Penile injections are another option, particularly for men who don’t respond to oral medications. In one early trial, men who self-injected a medication called alprostadil three times weekly for 12 weeks recovered spontaneous erections sufficient for intercourse at rates of 67%, compared to just 20% of men who received no treatment. Alprostadil injections have efficacy rates up to 80% as a standalone treatment.

Vacuum erection devices, which use suction to draw blood into the penis, serve a dual purpose: they help with sexual activity in the short term and may preserve penile length during the recovery period. In one study, 97% of men who used a vacuum device daily for 90 days after catheter removal maintained their pre-surgical penile length.

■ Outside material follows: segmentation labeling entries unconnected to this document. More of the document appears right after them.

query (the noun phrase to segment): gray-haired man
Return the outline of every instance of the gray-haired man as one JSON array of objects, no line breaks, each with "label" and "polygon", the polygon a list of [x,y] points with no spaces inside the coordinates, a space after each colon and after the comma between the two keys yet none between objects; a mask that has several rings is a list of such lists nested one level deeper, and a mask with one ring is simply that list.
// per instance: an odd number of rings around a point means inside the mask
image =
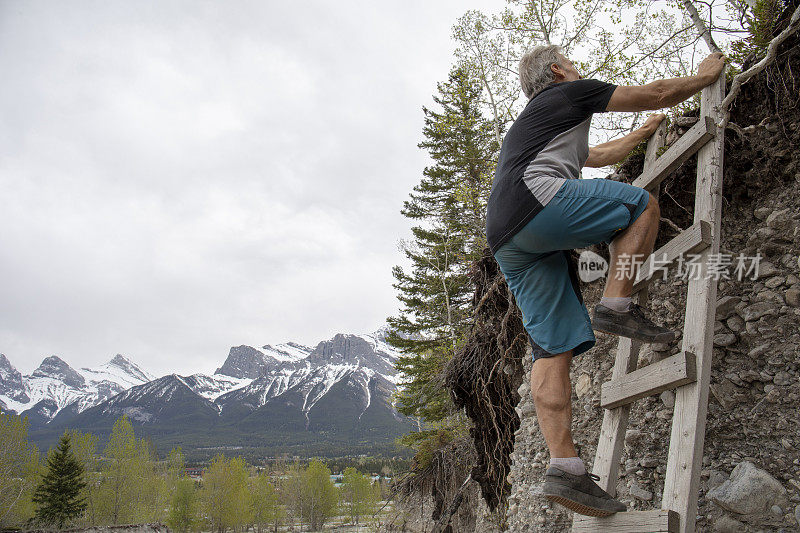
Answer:
[{"label": "gray-haired man", "polygon": [[[577,456],[570,430],[569,366],[595,344],[593,329],[643,342],[670,342],[674,332],[654,324],[631,301],[633,279],[618,275],[624,257],[653,252],[658,202],[644,189],[608,179],[582,180],[584,166],[619,162],[648,138],[664,115],[638,130],[589,148],[593,113],[673,106],[710,85],[724,67],[711,54],[697,75],[642,86],[584,80],[558,47],[538,47],[520,61],[529,98],[509,128],[487,206],[489,246],[522,311],[533,347],[531,394],[550,450],[544,494],[582,514],[605,516],[625,505],[602,490]],[[583,303],[567,251],[609,244],[611,262],[593,320]]]}]

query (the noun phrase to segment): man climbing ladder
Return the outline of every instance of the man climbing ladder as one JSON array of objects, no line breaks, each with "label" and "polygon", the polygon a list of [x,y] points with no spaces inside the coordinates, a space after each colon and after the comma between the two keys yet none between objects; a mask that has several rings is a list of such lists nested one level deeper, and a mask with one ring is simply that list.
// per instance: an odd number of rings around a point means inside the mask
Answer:
[{"label": "man climbing ladder", "polygon": [[[714,53],[695,76],[623,87],[581,78],[556,46],[537,47],[520,61],[529,101],[503,140],[486,233],[531,338],[531,394],[550,450],[544,494],[581,514],[607,516],[626,508],[592,480],[597,477],[577,456],[570,429],[572,357],[594,346],[593,329],[642,342],[675,339],[631,301],[635,273],[621,275],[625,257],[653,252],[658,202],[626,183],[575,179],[584,166],[624,159],[664,116],[653,115],[639,130],[589,148],[591,117],[673,106],[716,81],[723,67],[722,54]],[[611,261],[590,319],[567,253],[600,242],[609,244]]]}]

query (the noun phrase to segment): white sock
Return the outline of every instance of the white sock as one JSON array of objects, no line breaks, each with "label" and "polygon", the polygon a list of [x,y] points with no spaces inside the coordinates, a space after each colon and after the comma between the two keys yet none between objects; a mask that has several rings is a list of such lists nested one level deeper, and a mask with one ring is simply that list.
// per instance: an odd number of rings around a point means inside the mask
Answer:
[{"label": "white sock", "polygon": [[605,305],[609,309],[613,309],[618,313],[624,313],[628,310],[631,304],[631,297],[630,296],[603,296],[600,298],[600,305]]},{"label": "white sock", "polygon": [[586,466],[580,457],[551,457],[550,466],[557,466],[561,470],[576,476],[586,473]]}]

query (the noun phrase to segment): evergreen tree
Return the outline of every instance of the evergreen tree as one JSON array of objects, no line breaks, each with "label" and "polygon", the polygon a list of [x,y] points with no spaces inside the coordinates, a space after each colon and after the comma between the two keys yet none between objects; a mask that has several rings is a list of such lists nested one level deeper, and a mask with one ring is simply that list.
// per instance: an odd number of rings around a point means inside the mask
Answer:
[{"label": "evergreen tree", "polygon": [[47,474],[36,487],[33,502],[38,521],[61,529],[86,509],[86,500],[81,496],[86,487],[84,469],[72,453],[68,433],[62,435],[58,448],[49,455]]},{"label": "evergreen tree", "polygon": [[28,419],[0,413],[0,529],[33,517],[39,450],[28,442]]},{"label": "evergreen tree", "polygon": [[453,415],[438,378],[469,324],[467,272],[486,243],[486,201],[498,151],[493,124],[480,111],[481,84],[467,69],[454,68],[438,92],[440,109],[423,108],[426,140],[419,144],[434,164],[401,210],[417,223],[413,242],[402,245],[410,272],[400,266],[392,271],[403,308],[387,319],[393,330],[387,341],[404,353],[396,363],[405,380],[398,408],[427,422]]}]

Prostate Removal Versus Radiation

For men with localized prostate cancer weighing their treatment options, the impact on sexual function differs meaningfully between surgery and radiation. At three years, men who had their prostate surgically removed reported significantly worse sexual function than men treated with external beam radiation therapy or those on active surveillance (monitoring without immediate treatment). On a 100-point sexual function scale, surgical patients scored about 12 points lower than radiation patients and about 16 points lower than men under active surveillance. Surgery also carried a greater risk of urinary incontinence. Radiation has its own side effects, including bowel problems, but it tends to preserve erectile function better in the medium term.

When Other Treatments Don’t Work

For men whose erectile dysfunction doesn’t respond to medications, injections, or vacuum devices, a penile implant is the most definitive solution. These surgically placed devices allow a man to produce an erection mechanically. Among the broader population of men who receive implants, satisfaction rates are remarkably high: 93% report high satisfaction in large studies, and the rates are even better (around 97%) when no major surgical complication occurs. When compared head-to-head with medications and vacuum devices, implants consistently produce the highest patient satisfaction of any erectile dysfunction treatment. Major complications, including infection, erosion, or mechanical failure, occur in roughly 9% of cases, and men who experience these are significantly less likely to be satisfied.

Implants are considered after first and second-line treatments have failed or proven unacceptable. For men whose nerve damage from prostatectomy is too severe for other approaches, they represent a reliable path back to sexual function.